Typo in summary "except".

qcolombet edited the summary of this revision. (Show Details)Sep 8 2020, 10:58 AM
arsenm added inline comments.Sep 8 2020, 11:51 AM
llvm/test/CodeGen/AMDGPU/GlobalISel/legalize-llvm.amdgcn.image.store.2d.d16.ll
164

This is fine. <3 x s16> is problematic and I'm working on eliminating all of them now.

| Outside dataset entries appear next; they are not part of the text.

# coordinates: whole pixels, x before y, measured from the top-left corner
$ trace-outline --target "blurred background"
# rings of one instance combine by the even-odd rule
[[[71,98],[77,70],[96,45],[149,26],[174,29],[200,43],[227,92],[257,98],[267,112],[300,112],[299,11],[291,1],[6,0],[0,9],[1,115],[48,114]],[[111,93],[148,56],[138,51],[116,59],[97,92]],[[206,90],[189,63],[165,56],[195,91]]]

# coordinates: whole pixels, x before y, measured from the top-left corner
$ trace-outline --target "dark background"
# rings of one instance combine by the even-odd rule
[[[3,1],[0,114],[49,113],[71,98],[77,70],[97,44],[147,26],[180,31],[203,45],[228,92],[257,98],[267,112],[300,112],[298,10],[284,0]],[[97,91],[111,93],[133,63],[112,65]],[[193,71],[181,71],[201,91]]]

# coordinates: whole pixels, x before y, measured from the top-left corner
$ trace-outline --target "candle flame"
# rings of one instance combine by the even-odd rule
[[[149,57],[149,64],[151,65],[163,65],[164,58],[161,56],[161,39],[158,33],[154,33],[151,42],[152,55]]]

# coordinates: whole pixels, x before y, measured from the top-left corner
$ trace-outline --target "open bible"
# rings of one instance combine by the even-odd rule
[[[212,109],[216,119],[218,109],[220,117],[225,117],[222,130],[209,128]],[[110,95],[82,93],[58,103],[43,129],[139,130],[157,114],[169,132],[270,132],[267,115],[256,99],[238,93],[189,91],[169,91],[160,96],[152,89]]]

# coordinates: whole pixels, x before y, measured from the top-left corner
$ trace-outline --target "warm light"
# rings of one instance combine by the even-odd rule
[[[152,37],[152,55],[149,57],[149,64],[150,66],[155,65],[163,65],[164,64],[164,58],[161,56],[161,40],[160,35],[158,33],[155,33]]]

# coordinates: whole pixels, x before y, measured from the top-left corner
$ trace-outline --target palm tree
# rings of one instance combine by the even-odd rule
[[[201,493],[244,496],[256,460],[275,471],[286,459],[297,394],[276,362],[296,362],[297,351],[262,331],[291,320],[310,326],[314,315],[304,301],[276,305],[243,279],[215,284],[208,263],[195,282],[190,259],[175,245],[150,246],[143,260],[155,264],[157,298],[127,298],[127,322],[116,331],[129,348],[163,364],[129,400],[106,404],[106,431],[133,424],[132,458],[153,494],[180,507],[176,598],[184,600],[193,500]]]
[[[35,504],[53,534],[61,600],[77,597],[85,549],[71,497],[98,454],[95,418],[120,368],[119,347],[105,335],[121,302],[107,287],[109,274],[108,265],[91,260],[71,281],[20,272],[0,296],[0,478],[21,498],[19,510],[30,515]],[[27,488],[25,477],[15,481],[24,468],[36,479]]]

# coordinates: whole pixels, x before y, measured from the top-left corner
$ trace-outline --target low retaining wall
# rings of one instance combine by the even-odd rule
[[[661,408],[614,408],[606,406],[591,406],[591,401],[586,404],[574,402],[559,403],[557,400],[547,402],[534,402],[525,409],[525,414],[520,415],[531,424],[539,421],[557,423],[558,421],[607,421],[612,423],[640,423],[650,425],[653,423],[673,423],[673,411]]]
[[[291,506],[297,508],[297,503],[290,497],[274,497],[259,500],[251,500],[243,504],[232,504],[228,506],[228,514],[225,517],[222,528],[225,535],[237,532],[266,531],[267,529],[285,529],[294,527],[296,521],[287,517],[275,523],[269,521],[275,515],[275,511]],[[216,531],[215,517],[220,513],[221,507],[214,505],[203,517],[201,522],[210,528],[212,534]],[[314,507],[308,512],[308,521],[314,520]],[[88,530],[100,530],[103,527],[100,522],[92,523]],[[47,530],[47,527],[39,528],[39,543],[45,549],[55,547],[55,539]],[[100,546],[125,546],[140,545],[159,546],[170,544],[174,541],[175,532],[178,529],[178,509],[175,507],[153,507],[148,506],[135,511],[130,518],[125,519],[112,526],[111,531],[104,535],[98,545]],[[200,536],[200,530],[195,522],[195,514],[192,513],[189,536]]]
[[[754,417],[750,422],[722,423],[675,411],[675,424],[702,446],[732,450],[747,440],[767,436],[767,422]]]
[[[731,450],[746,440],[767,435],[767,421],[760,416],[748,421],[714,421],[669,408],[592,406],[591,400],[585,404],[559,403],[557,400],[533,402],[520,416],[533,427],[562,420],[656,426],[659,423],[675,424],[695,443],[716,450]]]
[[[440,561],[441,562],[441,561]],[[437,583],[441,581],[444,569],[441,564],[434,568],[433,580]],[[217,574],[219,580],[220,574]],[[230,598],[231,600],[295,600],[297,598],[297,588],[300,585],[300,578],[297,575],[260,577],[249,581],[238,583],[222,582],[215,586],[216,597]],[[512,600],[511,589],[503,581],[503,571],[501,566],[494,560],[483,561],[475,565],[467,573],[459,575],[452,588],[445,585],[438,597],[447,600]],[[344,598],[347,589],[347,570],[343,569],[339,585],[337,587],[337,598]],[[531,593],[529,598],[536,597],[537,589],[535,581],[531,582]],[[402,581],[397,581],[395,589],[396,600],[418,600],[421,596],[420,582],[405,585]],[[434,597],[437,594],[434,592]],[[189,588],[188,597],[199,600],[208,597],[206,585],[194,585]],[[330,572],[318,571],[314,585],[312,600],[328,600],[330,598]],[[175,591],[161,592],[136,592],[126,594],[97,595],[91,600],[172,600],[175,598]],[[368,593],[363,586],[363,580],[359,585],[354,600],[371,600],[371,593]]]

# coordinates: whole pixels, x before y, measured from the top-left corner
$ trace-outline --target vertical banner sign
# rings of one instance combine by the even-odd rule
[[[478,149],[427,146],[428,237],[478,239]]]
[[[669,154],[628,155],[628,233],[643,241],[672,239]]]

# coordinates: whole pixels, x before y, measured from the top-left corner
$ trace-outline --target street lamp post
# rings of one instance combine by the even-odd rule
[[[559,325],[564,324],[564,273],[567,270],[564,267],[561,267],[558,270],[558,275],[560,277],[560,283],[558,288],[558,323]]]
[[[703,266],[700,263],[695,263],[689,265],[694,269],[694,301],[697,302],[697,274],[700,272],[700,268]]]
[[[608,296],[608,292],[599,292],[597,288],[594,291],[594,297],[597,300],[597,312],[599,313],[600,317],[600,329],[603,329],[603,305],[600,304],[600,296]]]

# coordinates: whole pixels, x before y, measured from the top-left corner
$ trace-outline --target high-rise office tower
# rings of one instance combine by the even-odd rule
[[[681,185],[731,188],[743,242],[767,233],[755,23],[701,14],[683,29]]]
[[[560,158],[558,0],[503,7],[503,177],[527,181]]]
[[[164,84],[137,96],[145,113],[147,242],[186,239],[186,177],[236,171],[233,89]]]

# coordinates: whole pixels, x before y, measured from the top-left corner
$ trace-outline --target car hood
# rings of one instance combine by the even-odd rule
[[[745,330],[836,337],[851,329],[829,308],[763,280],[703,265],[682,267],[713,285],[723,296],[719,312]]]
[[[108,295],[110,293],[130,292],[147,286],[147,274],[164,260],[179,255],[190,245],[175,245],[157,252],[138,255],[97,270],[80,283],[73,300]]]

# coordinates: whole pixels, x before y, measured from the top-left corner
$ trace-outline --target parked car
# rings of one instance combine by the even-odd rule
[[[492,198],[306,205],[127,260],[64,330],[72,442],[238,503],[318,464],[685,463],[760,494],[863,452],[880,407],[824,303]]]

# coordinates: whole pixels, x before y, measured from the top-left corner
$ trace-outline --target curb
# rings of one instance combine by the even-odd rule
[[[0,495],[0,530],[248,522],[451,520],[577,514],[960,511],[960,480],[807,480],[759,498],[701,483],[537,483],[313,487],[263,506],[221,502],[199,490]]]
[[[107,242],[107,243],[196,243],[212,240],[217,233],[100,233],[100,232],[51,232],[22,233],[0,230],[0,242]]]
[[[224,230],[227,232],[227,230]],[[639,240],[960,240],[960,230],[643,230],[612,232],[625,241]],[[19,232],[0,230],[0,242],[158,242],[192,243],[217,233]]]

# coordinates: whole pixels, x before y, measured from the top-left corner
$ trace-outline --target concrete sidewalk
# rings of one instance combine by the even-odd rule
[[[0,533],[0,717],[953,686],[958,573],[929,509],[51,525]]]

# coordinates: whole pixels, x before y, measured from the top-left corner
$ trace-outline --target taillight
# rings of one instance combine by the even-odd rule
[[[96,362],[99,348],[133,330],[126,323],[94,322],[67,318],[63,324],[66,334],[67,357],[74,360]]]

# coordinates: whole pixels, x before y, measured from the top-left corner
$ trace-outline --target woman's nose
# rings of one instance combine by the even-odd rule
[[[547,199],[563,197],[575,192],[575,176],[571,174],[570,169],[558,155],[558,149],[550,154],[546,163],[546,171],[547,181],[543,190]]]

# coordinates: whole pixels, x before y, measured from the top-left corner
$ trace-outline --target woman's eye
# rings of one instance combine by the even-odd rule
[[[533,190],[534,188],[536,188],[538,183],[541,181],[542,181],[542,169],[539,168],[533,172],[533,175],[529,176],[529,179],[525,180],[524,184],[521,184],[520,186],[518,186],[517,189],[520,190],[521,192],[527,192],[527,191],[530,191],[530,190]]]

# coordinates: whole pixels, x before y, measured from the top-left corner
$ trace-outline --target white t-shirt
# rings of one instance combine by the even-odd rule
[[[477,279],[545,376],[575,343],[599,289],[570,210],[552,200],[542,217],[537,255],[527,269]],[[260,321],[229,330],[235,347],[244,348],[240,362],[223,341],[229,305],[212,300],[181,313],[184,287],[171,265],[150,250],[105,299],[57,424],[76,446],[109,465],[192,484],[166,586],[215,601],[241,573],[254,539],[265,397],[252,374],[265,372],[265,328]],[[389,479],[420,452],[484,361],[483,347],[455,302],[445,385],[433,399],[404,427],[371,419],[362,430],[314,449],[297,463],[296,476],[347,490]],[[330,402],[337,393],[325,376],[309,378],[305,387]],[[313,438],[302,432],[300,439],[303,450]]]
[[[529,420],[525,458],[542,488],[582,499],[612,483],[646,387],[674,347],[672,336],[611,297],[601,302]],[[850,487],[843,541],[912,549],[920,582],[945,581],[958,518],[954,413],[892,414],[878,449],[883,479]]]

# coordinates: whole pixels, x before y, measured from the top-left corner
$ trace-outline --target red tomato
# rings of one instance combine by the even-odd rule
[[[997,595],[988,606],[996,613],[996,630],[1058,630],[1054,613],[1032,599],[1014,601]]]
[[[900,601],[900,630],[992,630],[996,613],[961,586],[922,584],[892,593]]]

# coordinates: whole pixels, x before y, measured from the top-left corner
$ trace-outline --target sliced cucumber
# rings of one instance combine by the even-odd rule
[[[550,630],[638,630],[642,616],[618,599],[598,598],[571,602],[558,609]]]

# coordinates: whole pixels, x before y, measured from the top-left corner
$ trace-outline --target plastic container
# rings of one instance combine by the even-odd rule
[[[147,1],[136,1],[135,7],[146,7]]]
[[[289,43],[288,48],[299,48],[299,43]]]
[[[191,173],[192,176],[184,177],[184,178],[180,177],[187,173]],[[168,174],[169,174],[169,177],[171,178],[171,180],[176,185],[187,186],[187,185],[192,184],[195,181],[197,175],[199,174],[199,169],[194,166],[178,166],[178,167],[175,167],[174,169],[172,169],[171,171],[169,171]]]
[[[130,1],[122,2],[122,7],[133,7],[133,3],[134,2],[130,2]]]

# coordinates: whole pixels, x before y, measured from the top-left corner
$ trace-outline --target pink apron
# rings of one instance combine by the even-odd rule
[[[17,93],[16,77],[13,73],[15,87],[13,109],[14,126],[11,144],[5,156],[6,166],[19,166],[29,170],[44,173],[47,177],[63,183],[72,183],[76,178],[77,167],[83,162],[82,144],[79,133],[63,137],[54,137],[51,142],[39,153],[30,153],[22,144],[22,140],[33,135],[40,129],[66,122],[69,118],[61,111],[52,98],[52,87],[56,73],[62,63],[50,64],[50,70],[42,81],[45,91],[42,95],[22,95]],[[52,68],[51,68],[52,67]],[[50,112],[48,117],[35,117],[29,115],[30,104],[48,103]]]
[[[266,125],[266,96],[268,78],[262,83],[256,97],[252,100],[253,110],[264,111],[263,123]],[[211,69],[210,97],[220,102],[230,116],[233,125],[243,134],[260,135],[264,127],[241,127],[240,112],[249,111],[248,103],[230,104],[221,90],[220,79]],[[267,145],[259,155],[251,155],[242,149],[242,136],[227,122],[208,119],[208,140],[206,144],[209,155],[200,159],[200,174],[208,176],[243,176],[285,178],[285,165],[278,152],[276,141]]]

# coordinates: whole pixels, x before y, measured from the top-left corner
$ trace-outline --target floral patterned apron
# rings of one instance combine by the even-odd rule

arsenm added inline comments.Sep 8 2020, 11:52 AM
llvm/lib/CodeGen/GlobalISel/CombinerHelper.cpp
1683

can use auto and avoid .getReg(0)

  • Use auto for MachineIRBuilder instead of use the register directly
qcolombet marked an inline comment as done.Sep 10 2020, 10:12 AM
arsenm accepted this revision.Sep 10 2020, 4:41 PM
This revision is now accepted and ready to land.Sep 10 2020, 4:41 PM
This revision was landed with ongoing or failed builds.Sep 14 2020, 5:32 PM
This revision was automatically updated to reflect the committed changes.